By 31 March 2020, there were around 326 Covid-19 patients in intensive care and 228 on ventilators in Switzerland.
It is estimated that there are around 750 ventilators across the country.
If the health system reaches overload, medical professionals in Switzerland might be forced to make the kinds of difficult decisions being made in neighbouring France and Italy. According to RTS, some patients have been transferred to Switzerland from France, where hospitals are already overloaded.
In 2013, the Swiss Academy of Medical Sciences (SAMS) formulated a code of ethics to guide these difficult decisions. On 20 March 2020, as coronavirus infections started to climb, SAMS decided to make this ethical guidance public.
As long as sufficient resources are available, all patients requiring intensive care are admitted and treated. If an emergency situation occurs with a large number of seriously ill patients, rationing decisions must be made. Patients with COVID-19 are treated according to the same criteria as all other patients.
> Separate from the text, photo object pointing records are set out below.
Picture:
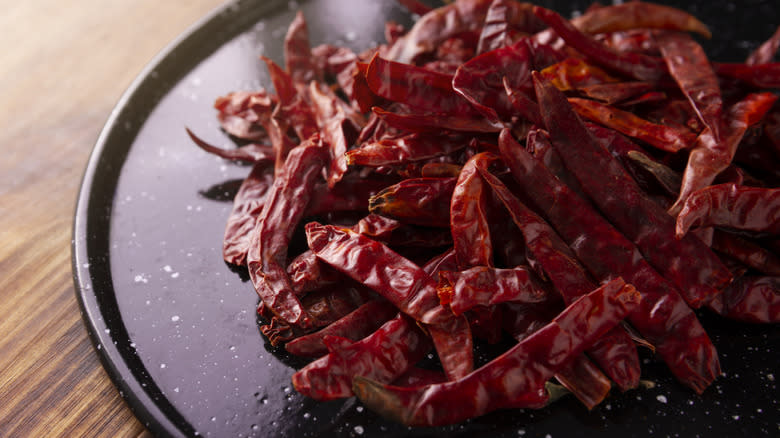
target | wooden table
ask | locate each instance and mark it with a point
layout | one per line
(63, 67)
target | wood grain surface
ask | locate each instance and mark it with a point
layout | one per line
(63, 67)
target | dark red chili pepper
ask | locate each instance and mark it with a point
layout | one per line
(397, 234)
(638, 15)
(751, 299)
(709, 157)
(766, 51)
(284, 207)
(438, 25)
(250, 153)
(747, 252)
(480, 80)
(619, 197)
(514, 379)
(486, 286)
(248, 204)
(731, 206)
(616, 353)
(638, 66)
(244, 114)
(404, 149)
(429, 122)
(662, 137)
(663, 318)
(383, 355)
(298, 59)
(759, 75)
(574, 73)
(421, 89)
(469, 222)
(356, 325)
(692, 71)
(406, 285)
(419, 201)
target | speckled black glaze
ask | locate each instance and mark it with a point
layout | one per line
(175, 326)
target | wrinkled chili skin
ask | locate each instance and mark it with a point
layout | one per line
(419, 201)
(662, 317)
(633, 213)
(638, 66)
(615, 352)
(354, 326)
(731, 206)
(406, 285)
(284, 207)
(383, 355)
(469, 222)
(691, 69)
(516, 378)
(709, 156)
(247, 206)
(485, 286)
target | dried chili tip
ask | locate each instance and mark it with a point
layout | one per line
(250, 153)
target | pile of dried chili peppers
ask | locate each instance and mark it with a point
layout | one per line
(500, 171)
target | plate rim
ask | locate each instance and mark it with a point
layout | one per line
(144, 407)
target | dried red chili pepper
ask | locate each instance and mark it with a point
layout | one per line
(623, 202)
(356, 325)
(692, 71)
(248, 204)
(514, 379)
(709, 156)
(383, 355)
(419, 201)
(663, 318)
(283, 209)
(469, 221)
(618, 92)
(244, 114)
(486, 286)
(751, 299)
(250, 153)
(615, 352)
(405, 285)
(638, 66)
(339, 126)
(731, 206)
(419, 88)
(663, 137)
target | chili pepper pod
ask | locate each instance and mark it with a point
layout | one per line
(354, 326)
(732, 206)
(709, 157)
(663, 317)
(384, 355)
(516, 378)
(284, 207)
(616, 354)
(420, 201)
(618, 197)
(751, 299)
(402, 283)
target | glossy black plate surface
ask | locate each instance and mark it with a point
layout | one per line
(175, 326)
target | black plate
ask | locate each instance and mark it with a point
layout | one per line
(175, 326)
The code follows three central principles. Resources are to be allocated without discrimination based on age, sex, residence, nationality, religious affiliation, social or insurance status, or chronic disability. Medical staff whose health is at greater risk in the event of infection with the coronavirus should not be deployed in the care of patients with COVID-19. And, under conditions of acute scarcity, decisions are guided by the aim of minimising the number of deaths.
If intensive care unit capacity is exhausted and not all patients who require intensive care can be admitted, short-term patient prognosis is decisive for the purposes of triage.
Age is not to be applied as a criterion. It is however, indirectly taken into account under the main criterion of short-term prognosis – older people more frequently suffer from comorbidity, a COVID-19 risk factor.
Living wills, where people set out their wishes regarding medical intervention, are an important deciding factor too.
Criteria such as lotteries, first-come-first-served, and prioritisation according to social usefulness are not to be applied, according to the guidance.